The letters, all signed by him, begin in the 1740s, when he 13, just before he set off for war and they end two weeks before his death in battle on the Plains of Abraham in 1759. The French commander, Louis-Joseph de Montcalm, also lost his life in the battle.

"The Marquis de Montcalm is at the head of a great number of bad soldiers and I'm the head of a small number of good ones that wish for nothing so much as to fight him," Wolfe wrote in one of his last letters, with Quebec City in sight.

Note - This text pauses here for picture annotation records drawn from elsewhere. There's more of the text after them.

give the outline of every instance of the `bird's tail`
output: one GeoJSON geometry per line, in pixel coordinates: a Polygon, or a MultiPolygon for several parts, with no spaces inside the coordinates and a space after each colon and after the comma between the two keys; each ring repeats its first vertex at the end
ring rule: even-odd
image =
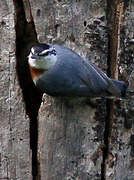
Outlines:
{"type": "Polygon", "coordinates": [[[118,80],[115,80],[115,79],[112,79],[114,85],[120,89],[120,92],[121,92],[121,96],[122,97],[125,97],[126,95],[126,90],[128,88],[128,83],[124,82],[124,81],[118,81],[118,80]]]}

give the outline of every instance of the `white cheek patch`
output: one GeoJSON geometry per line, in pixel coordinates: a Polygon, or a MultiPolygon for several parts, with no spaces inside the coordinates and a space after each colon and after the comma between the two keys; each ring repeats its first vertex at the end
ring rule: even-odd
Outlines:
{"type": "MultiPolygon", "coordinates": [[[[31,52],[34,54],[34,48],[31,49],[31,52]]],[[[31,53],[30,53],[31,54],[31,53]]]]}

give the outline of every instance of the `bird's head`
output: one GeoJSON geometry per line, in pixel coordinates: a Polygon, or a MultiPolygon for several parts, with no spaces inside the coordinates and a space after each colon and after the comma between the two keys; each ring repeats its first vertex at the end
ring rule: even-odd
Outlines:
{"type": "Polygon", "coordinates": [[[57,61],[56,50],[52,45],[40,43],[31,48],[28,56],[30,67],[47,71],[57,61]]]}

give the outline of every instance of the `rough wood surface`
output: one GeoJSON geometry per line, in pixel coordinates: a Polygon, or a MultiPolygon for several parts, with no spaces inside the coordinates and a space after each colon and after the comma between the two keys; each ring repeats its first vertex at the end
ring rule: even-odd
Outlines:
{"type": "Polygon", "coordinates": [[[134,2],[13,2],[0,1],[0,179],[133,180],[134,97],[91,107],[44,95],[37,119],[26,56],[37,39],[64,44],[112,77],[130,76],[133,91],[134,2]]]}
{"type": "MultiPolygon", "coordinates": [[[[64,44],[106,70],[105,1],[40,0],[38,6],[36,1],[30,4],[40,42],[64,44]]],[[[68,102],[45,97],[39,113],[42,180],[101,179],[105,103],[98,107],[101,110],[78,99],[68,102]]]]}
{"type": "Polygon", "coordinates": [[[15,10],[0,1],[0,179],[30,180],[29,119],[16,75],[15,10]]]}

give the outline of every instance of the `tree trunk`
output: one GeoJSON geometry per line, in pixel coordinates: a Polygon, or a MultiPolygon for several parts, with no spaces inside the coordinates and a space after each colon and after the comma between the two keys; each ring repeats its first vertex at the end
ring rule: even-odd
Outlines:
{"type": "Polygon", "coordinates": [[[62,44],[112,78],[130,76],[133,91],[133,10],[120,0],[0,1],[0,179],[133,179],[133,96],[41,103],[26,58],[37,41],[62,44]]]}

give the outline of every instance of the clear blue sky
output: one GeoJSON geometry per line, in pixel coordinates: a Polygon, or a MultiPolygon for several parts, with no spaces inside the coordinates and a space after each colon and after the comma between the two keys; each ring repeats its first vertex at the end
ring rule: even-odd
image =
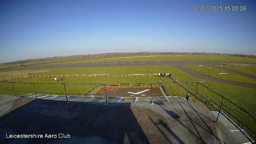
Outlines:
{"type": "Polygon", "coordinates": [[[191,1],[2,0],[0,63],[114,52],[256,55],[255,0],[191,1]],[[194,6],[224,10],[194,12],[194,6]]]}

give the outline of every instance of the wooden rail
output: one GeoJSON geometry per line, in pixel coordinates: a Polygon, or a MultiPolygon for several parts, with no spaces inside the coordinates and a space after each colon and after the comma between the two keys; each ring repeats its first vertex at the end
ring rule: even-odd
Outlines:
{"type": "Polygon", "coordinates": [[[54,78],[54,77],[117,77],[117,76],[157,76],[158,74],[62,74],[62,75],[26,75],[26,78],[54,78]]]}

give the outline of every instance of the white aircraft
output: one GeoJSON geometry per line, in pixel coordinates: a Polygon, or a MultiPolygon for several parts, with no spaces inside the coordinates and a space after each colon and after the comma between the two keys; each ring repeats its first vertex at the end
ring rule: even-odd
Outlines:
{"type": "Polygon", "coordinates": [[[149,90],[149,89],[147,89],[147,90],[143,90],[143,91],[141,91],[141,92],[137,92],[137,93],[134,93],[134,92],[127,92],[127,93],[130,93],[130,94],[134,94],[134,95],[131,95],[131,96],[134,96],[134,95],[138,95],[138,94],[139,94],[139,95],[140,95],[144,96],[145,96],[145,94],[140,94],[141,93],[142,93],[142,92],[146,92],[146,91],[148,91],[148,90],[149,90]]]}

In August this year, British Culture Minister Ed Vaizey deferred granting an export licence for the archive following a recommendation by the Reviewing Committee on the Export of Works of Art and Objects of Cultural Interest (RCEWA), administered by Arts Council England. It was hoped that a British institution would be able to raise the necessary funds to buy them. In September this year, The Times newspaper published a letter signed by prominent British historians, "Save Wolfe's Letters," to raise awareness of the risk of their export. Considered one of the most comprehensive series of letters from any significant military figure in the 18th century, they document an important time in British colonial history and army life as well as a decisive moment in the Seven Years' War, which led to the development of the British Empire.

The story of Wolfe's death during the Battle of Quebec is part of Canadian mythology. His reading of Thomas Gray's An Elegy Written in a Country Churchyard the night before the battle, and his declaration that he "would rather have written that piece than take Quebec tomorrow" are the stuff of legend.

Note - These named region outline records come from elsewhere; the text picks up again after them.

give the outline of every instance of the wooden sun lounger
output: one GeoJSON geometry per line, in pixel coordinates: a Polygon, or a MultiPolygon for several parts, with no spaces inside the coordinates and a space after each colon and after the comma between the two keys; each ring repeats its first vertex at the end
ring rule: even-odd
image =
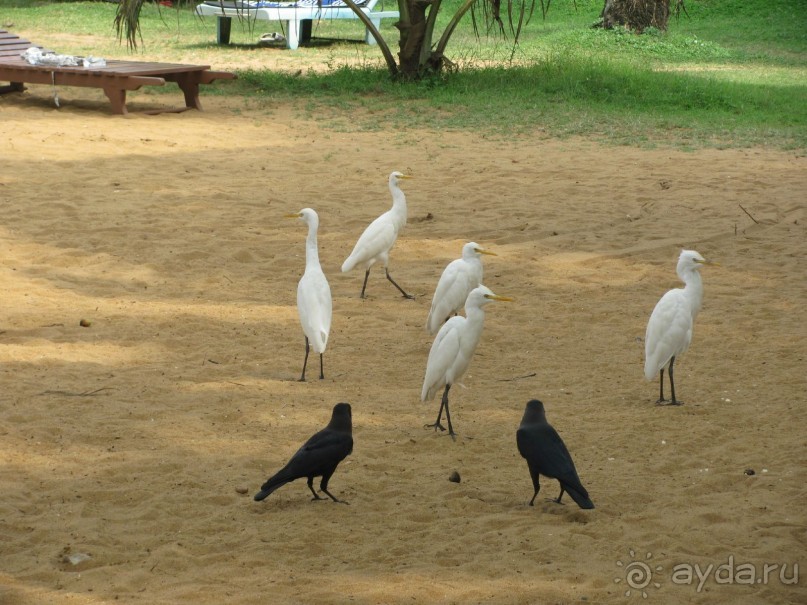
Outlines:
{"type": "Polygon", "coordinates": [[[0,82],[10,82],[6,86],[0,86],[0,94],[25,90],[24,83],[101,88],[112,103],[113,113],[126,114],[126,91],[138,90],[141,86],[163,86],[166,82],[176,82],[185,95],[185,107],[145,112],[163,113],[190,108],[201,110],[200,84],[235,78],[235,74],[230,72],[210,71],[209,65],[180,63],[109,60],[105,67],[31,65],[20,56],[31,46],[41,48],[0,29],[0,82]]]}
{"type": "MultiPolygon", "coordinates": [[[[369,0],[361,7],[361,11],[370,18],[376,29],[381,27],[381,19],[398,19],[398,11],[373,11],[378,0],[369,0]]],[[[349,7],[341,6],[288,6],[252,8],[249,2],[232,2],[212,0],[196,6],[196,14],[202,17],[217,17],[216,42],[230,43],[230,27],[233,17],[239,19],[257,19],[262,21],[282,21],[286,36],[286,48],[295,49],[300,43],[311,40],[313,21],[326,19],[358,19],[349,7]]],[[[365,28],[364,41],[375,44],[370,30],[365,28]]]]}

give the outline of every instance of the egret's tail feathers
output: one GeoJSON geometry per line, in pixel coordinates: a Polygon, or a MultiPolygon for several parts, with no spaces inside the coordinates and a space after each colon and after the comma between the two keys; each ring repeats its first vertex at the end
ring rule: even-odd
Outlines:
{"type": "Polygon", "coordinates": [[[278,477],[275,475],[271,479],[269,479],[266,483],[261,485],[261,491],[255,494],[255,501],[260,502],[264,498],[266,498],[269,494],[271,494],[276,489],[283,487],[287,483],[291,482],[292,479],[288,479],[286,477],[278,477]]]}
{"type": "Polygon", "coordinates": [[[659,370],[666,365],[667,365],[666,361],[663,364],[659,365],[655,359],[653,359],[652,357],[648,357],[647,360],[644,362],[645,380],[653,380],[656,376],[658,376],[659,370]]]}
{"type": "Polygon", "coordinates": [[[434,313],[430,313],[428,319],[426,319],[426,331],[429,334],[436,334],[439,329],[440,323],[438,322],[436,315],[434,313]]]}

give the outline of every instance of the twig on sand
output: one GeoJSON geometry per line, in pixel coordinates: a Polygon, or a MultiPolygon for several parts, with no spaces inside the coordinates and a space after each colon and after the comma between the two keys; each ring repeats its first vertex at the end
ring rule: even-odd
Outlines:
{"type": "Polygon", "coordinates": [[[535,372],[524,374],[524,376],[515,376],[513,378],[499,378],[499,382],[514,382],[516,380],[521,380],[522,378],[532,378],[533,376],[536,376],[535,372]]]}
{"type": "Polygon", "coordinates": [[[743,212],[745,212],[745,213],[748,215],[748,218],[750,218],[750,219],[751,219],[752,221],[754,221],[754,222],[755,222],[757,225],[759,225],[759,221],[758,221],[757,219],[755,219],[753,216],[751,216],[751,213],[750,213],[750,212],[748,212],[748,210],[746,210],[745,208],[743,208],[743,205],[742,205],[742,204],[737,204],[737,205],[740,207],[740,210],[742,210],[743,212]]]}
{"type": "Polygon", "coordinates": [[[82,393],[71,393],[70,391],[42,391],[40,395],[64,395],[65,397],[93,397],[101,393],[101,391],[112,391],[112,387],[101,387],[94,391],[83,391],[82,393]]]}

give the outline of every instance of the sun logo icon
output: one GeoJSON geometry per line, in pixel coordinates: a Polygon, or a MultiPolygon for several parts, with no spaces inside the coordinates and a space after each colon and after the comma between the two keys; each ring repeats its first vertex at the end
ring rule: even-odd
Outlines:
{"type": "Polygon", "coordinates": [[[623,563],[622,561],[616,562],[618,567],[625,570],[625,577],[614,578],[614,582],[619,584],[623,579],[625,580],[625,584],[628,587],[628,589],[625,591],[626,597],[629,597],[632,594],[632,591],[636,591],[637,594],[642,595],[643,599],[646,599],[647,591],[645,588],[651,584],[656,588],[661,588],[661,584],[658,582],[653,582],[653,572],[663,571],[664,568],[661,565],[656,565],[655,568],[651,568],[650,565],[645,562],[653,558],[653,553],[647,553],[644,561],[636,560],[636,551],[633,549],[630,549],[628,553],[630,554],[631,561],[626,563],[623,563]]]}

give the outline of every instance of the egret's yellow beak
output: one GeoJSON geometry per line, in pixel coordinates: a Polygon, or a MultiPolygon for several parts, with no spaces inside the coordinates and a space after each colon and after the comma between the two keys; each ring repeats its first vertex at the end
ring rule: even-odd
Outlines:
{"type": "Polygon", "coordinates": [[[513,302],[514,300],[509,296],[499,296],[498,294],[485,294],[485,298],[490,300],[498,300],[500,302],[513,302]]]}

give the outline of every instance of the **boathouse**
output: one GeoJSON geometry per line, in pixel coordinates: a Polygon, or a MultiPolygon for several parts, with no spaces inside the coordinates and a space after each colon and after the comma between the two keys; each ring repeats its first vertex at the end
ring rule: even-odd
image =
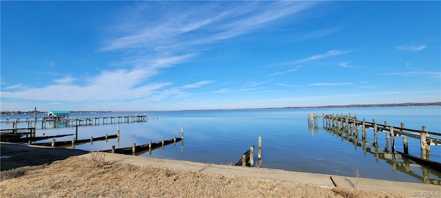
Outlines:
{"type": "Polygon", "coordinates": [[[50,111],[48,112],[49,117],[69,118],[69,111],[50,111]]]}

But the letters reveal much more than his battlefield courage. "Everyone in those days was taught to write well, but Wolfe is quite gifted as a writer," says Anne Dondertman, associate librarian for special collections and director of the Fisher library. "This is casual correspondence but his passion comes through. We all know he was a poetry reader. And he was quite critical of life. He had a melancholic take on life. He was a bit gloomy. So the material supports the myth," she said in a telephone interview.

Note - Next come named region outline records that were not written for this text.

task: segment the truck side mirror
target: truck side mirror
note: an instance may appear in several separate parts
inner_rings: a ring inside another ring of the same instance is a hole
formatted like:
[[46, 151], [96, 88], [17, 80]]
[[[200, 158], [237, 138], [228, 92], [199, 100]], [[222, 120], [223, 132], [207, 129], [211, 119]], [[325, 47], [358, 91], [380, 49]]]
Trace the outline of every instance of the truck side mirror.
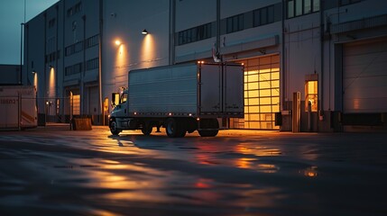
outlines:
[[112, 93], [112, 107], [115, 107], [119, 104], [120, 104], [120, 94]]

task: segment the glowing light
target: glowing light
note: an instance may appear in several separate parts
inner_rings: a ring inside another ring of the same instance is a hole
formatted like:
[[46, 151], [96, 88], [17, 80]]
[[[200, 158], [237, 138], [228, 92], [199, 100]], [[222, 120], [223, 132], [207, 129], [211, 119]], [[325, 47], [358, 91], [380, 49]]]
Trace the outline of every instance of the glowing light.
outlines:
[[152, 34], [146, 34], [143, 37], [140, 60], [146, 64], [145, 68], [152, 68], [156, 66], [157, 50], [156, 43]]

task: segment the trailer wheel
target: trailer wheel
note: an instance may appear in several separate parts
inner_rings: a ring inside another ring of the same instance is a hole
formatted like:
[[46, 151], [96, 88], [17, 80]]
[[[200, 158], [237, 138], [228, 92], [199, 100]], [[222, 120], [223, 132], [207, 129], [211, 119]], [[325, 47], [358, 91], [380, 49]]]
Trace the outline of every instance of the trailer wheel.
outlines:
[[115, 120], [110, 122], [109, 128], [110, 132], [112, 132], [113, 135], [118, 135], [122, 131], [121, 130], [118, 130], [117, 122], [115, 122]]
[[165, 131], [170, 138], [184, 137], [187, 133], [184, 122], [180, 119], [173, 118], [167, 120]]
[[201, 137], [215, 137], [219, 131], [219, 122], [217, 119], [202, 119], [200, 128], [204, 129], [204, 130], [198, 130]]
[[143, 135], [148, 136], [152, 133], [152, 127], [151, 124], [144, 123], [143, 125], [143, 128], [141, 129], [141, 131], [143, 132]]

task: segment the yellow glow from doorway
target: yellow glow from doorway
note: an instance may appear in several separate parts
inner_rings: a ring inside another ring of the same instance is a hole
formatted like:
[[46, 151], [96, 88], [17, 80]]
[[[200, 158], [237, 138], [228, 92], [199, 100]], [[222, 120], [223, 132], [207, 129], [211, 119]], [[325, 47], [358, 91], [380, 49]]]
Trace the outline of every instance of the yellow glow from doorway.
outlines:
[[123, 68], [128, 64], [128, 54], [126, 45], [121, 43], [118, 45], [118, 49], [115, 53], [115, 68]]
[[55, 69], [54, 68], [50, 68], [50, 76], [49, 76], [49, 94], [51, 97], [55, 96]]
[[152, 62], [156, 58], [156, 50], [155, 50], [155, 42], [152, 34], [146, 34], [143, 37], [143, 44], [141, 47], [141, 61], [147, 62], [151, 65], [147, 65], [148, 67], [153, 66]]
[[38, 89], [38, 73], [33, 73], [33, 86]]

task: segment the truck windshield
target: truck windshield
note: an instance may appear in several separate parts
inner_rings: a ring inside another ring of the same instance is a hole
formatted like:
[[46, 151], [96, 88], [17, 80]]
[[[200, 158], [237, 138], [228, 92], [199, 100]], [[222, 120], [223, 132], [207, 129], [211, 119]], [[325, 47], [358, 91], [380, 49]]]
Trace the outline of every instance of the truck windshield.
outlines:
[[121, 98], [120, 98], [121, 104], [124, 104], [126, 102], [127, 95], [128, 95], [127, 93], [123, 93], [123, 94], [121, 94]]

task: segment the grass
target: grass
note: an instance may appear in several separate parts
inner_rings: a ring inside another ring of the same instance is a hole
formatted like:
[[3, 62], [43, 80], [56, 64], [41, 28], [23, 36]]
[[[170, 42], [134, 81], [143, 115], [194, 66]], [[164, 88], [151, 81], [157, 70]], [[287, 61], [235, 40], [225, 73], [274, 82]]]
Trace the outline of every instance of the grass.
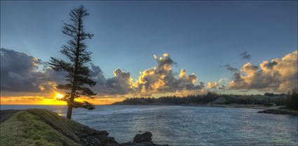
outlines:
[[1, 146], [81, 145], [74, 131], [83, 126], [46, 109], [22, 110], [1, 123], [0, 144]]

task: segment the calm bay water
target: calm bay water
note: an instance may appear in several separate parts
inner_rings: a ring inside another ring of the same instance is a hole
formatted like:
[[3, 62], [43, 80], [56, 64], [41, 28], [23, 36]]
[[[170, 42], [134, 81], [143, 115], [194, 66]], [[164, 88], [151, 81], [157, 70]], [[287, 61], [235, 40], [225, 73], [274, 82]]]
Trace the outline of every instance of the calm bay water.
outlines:
[[[65, 117], [61, 105], [1, 105], [1, 109], [44, 108]], [[260, 109], [187, 106], [104, 105], [75, 109], [73, 119], [107, 130], [118, 142], [150, 131], [153, 141], [170, 145], [297, 145], [297, 116]]]

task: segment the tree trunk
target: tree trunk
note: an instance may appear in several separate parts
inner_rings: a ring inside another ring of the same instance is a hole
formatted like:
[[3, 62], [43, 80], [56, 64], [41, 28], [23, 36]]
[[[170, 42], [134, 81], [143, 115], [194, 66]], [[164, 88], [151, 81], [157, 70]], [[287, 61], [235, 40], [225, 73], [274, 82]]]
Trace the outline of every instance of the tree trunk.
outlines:
[[72, 119], [72, 106], [71, 105], [68, 105], [67, 109], [67, 116], [66, 117], [67, 119]]
[[73, 85], [72, 89], [72, 94], [69, 98], [69, 101], [68, 103], [68, 109], [67, 109], [67, 116], [66, 117], [67, 119], [72, 119], [72, 104], [74, 104], [74, 94], [76, 93], [76, 89], [74, 89], [74, 86], [76, 86], [76, 84]]

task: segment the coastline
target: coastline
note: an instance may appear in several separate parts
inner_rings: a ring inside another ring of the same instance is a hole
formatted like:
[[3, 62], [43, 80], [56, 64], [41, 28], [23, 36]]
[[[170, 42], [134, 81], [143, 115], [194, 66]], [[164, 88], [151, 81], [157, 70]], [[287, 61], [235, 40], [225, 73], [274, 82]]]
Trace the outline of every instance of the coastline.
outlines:
[[168, 146], [152, 142], [143, 131], [133, 142], [118, 143], [107, 131], [98, 131], [45, 109], [0, 110], [0, 145]]

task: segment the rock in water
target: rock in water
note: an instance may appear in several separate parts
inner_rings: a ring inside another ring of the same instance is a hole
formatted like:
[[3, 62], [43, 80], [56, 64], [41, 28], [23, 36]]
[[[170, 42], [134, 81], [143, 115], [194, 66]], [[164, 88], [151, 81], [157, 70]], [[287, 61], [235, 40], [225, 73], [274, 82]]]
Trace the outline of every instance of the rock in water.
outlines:
[[151, 132], [145, 132], [142, 134], [137, 134], [133, 138], [133, 142], [136, 143], [143, 142], [151, 142], [152, 141], [152, 133]]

Wolfe's letters home to his family are the main documentary source for his life. They have been in private hands since the death of his mother in 1764. "It's not that they weren't well looked after," Ford said. "They were bound properly but they were in a private home not an institution. Recognizing that they had historic significance, the family wanted to share them. The archive was known. Some had been used for biography in the mid-19th century and the early 20th century. [But] the time had come to hand them over."

The existing transcriptions of the letters were "not up to modern standards and had not been made available to the public," Ford said. There were omissions, grammar and editing issues. The Fisher library plans to digitize the archive so the public can access them online.

"What this archive warrants is a Canadian historian to take this in its entirety and place Wolfe in the context of our own history. He played an important role in Louisbourg [Nova Scotia] as well as in Quebec, battles which had a huge impact on how we ended up and who we are as a nation," Dondertman says. "He is more known here than in Britain, and we are so delighted to have the letters in this library and in the country."

Editor's Note: A previous version of this story referred to the Times' "Save Wolfe's Letters" as an editorial.